DNA allows forensic investigators to see exactly where strains of marijuana originated from, taking us a step closer to effective legislation.
Marijuana may be legal in Colorado, but that doesn’t mean the US state has no illegal marijuana. A number of legal growers are illegally selling cannabis across state lines, and illegal growers can forge a paper trail to enter the legal market. It’s becoming a problem for law enforcement, which needs to combat this grey market to keep the state’s ±R18.8 trillion cannabis industry on the right side of federal compliance.
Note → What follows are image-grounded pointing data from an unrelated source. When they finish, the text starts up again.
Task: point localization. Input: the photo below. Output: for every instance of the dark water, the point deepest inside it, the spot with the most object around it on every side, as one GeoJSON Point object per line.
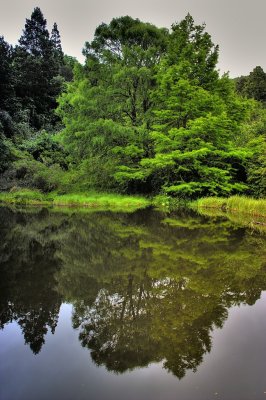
{"type": "Point", "coordinates": [130, 306]}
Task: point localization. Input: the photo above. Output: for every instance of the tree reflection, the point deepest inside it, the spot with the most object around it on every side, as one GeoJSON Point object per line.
{"type": "Point", "coordinates": [27, 284]}
{"type": "Point", "coordinates": [144, 287]}
{"type": "Point", "coordinates": [162, 286]}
Starting this year, the state could be able to identify all above-board cannabis. Using technology previously employed to follow premium American cotton from gin to shirt, growers spray their legal plants with DNA that acts like a molecule- sized encrypted bar code. By bonding to the plant – but not changing its DNA – the tag withstands processing, and even shows up in refined products such as oils and edibles. Dispensaries and local law enforcement can then feed a tiny bit of a product into a reader, the Signify, which confirms the farm, strain, and permit number.
Biotech company Applied DNA Sciences produces the tags. ‘ Think of the DNA as a content carrier,’ says Jim Hayward, company CEO. The tags are engineered to embed up to 250 bits of identifying information in the sequence of DNA nucleotides. This allows for billions of potential DNA signatures for plants and manufacturers.
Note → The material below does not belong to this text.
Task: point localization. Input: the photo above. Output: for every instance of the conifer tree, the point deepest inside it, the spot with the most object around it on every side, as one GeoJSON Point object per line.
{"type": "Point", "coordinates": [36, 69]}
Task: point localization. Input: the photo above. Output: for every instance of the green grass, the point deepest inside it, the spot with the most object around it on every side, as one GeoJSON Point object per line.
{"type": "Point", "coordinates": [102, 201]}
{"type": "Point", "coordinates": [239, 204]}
To avoid harming or affecting the plants, the tags are dissolved in water and measure in the parts per trillion, and the spray uses minimal moisture to minimise the risk of mold.
When a sample is placed in the Signify, the device uses a polymerase chain reaction ( see right) to reproduce the tags for identification. Because the contents of the tags are secure – Applied DNA employees can access only portions of them – they can’t be copied.
This means counterfeits simply can’t be made, and fewer illegal products can make it into a legal system.